Sunday, May 01, 2005

World Class Manufacturer’s Challenges

This past week I toured Excel Industries, Inc., a world class manufacturer of turf equipment. This plant makes zero turn mowers that are shipped all over the world from Hesston, KS.

The first thing I saw as I entered the plant were state of the art laser fabricating machines, which take a sheet of heavy gauge steel and cuts it exactly into various sizes. The computer program that controls the operation minimizes the amount of scrap steel. Excel recently installed a new 10-stage powder coat paint system, which is also highly automated. Their bottleneck at the present time is in their welding department, where they hire 45 welders. They could use another 10, but can’t find them, despite the fact that welders make in excess of $30,000/year.

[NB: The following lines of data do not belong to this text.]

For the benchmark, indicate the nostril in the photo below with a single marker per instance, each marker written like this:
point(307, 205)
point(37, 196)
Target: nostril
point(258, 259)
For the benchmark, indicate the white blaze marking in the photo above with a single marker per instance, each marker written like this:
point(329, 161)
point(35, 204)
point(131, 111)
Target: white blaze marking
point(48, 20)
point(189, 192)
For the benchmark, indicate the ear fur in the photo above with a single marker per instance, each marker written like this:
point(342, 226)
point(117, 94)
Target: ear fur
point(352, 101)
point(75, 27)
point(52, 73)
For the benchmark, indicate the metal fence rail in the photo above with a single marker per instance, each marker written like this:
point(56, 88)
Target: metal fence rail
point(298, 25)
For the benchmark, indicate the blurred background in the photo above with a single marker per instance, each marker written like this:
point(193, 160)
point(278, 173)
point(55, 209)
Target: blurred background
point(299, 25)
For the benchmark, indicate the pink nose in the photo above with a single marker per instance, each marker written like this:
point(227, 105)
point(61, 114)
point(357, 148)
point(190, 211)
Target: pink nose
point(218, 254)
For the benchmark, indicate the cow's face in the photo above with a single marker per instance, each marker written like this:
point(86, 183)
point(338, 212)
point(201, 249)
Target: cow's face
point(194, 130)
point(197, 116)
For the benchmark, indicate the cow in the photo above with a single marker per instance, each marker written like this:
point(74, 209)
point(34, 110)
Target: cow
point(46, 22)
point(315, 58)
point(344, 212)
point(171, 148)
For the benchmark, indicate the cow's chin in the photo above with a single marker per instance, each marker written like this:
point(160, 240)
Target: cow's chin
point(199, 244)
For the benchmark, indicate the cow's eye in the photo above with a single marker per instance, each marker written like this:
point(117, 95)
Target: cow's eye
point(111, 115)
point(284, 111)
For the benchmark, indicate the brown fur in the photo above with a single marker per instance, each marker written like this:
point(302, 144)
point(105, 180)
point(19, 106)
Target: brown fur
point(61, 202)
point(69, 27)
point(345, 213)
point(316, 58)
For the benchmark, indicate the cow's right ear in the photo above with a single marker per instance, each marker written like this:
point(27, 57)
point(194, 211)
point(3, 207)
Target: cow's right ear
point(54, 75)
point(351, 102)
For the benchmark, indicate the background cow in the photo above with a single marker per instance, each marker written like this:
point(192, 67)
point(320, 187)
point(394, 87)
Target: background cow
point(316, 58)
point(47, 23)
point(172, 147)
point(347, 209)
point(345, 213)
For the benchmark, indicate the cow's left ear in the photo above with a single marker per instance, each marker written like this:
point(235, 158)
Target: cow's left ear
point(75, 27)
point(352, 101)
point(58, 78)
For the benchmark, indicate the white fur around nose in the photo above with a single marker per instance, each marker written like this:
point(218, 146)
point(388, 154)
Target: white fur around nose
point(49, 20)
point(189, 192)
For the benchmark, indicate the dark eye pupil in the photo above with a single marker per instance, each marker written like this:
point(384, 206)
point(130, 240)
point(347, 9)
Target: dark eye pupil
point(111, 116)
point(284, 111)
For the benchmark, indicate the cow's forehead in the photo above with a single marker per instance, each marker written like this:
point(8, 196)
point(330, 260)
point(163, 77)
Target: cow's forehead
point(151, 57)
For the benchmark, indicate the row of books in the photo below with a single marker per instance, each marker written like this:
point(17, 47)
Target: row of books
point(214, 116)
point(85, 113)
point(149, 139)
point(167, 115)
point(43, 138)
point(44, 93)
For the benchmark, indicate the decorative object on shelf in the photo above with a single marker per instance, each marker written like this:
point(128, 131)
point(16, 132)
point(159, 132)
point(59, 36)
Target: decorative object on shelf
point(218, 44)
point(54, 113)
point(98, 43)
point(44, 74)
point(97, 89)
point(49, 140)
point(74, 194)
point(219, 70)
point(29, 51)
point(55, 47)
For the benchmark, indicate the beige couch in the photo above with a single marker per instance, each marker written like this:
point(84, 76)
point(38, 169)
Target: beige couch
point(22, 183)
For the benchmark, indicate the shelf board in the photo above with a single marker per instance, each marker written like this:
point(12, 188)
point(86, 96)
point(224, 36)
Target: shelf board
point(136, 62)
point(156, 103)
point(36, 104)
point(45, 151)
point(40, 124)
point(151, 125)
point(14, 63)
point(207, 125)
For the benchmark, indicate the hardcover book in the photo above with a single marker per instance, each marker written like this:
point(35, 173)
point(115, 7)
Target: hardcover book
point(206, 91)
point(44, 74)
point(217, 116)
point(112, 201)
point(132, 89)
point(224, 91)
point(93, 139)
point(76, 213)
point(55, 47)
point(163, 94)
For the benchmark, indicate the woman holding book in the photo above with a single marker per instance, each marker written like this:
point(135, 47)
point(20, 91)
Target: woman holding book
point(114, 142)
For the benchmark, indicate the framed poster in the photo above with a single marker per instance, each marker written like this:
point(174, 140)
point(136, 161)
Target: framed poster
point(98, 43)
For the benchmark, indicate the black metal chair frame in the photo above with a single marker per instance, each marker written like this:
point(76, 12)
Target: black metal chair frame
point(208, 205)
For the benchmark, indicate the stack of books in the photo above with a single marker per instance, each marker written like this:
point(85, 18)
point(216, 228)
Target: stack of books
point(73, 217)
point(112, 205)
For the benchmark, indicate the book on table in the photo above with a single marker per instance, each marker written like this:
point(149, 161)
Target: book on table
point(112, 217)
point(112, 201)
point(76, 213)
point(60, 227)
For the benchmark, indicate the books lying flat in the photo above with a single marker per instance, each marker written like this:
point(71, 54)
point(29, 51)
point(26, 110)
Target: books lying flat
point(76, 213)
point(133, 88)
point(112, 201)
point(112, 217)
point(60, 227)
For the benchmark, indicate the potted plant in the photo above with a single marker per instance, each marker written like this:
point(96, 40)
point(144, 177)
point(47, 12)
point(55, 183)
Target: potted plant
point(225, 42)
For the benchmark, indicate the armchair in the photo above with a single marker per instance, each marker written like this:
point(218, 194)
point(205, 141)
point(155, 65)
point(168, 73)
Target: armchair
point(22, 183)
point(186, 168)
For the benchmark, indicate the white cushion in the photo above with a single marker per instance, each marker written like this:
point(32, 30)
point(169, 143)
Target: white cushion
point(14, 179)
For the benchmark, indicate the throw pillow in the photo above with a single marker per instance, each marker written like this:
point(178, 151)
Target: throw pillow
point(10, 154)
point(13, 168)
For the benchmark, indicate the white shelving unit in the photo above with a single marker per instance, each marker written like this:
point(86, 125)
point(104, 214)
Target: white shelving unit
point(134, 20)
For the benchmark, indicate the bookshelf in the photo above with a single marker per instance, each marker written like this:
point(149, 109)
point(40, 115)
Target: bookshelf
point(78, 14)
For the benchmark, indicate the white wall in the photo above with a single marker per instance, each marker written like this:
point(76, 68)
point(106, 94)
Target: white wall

The Mullet brothers, majority owners of Excel, have been able to continually increase productivity in their plant thru innovations and new tooling. In the 1970s they produced $25,000 of sales for each employee. Today they are doing over $300,000/employee. They are doing 10 times more in sales volume with 100 fewer employees.

These productivity gains are why I continue to think that we as a country have a wonderful future in manufacturing. We continually are innovating and developing new ways of producing products. Because we can do it with fewer people (the productivity miracle), we are able to pay those producers more each year and it is why the manufacturing sector has some of the highest paying jobs in many communities.

The downside of being a USA manufacturer? It didn’t take long for me to guess what a major problem for them might be and the Mullets quickly expressed their frustration with our present legal system. Bob Mullet told me, “The contingency fee system raises legal costs for everyone. When we get a claim, we settle early if we can or we find that the meter runs up very high on these cases.”

One of their frustrations with these product liability claims is that while governmental sales account for only about 5% of their overall sales, it accounts for over 90% of their claims. Why would there be this discrepancy? The product is the same and you would have to assume that the skill set to mow a lawn is similar from the private to public sector. The only explanation I could come up with is that too many governmental employees are “gaming the system”, trying to qualify for workers compensation. It is a shame and raises costs for all of us in the USA.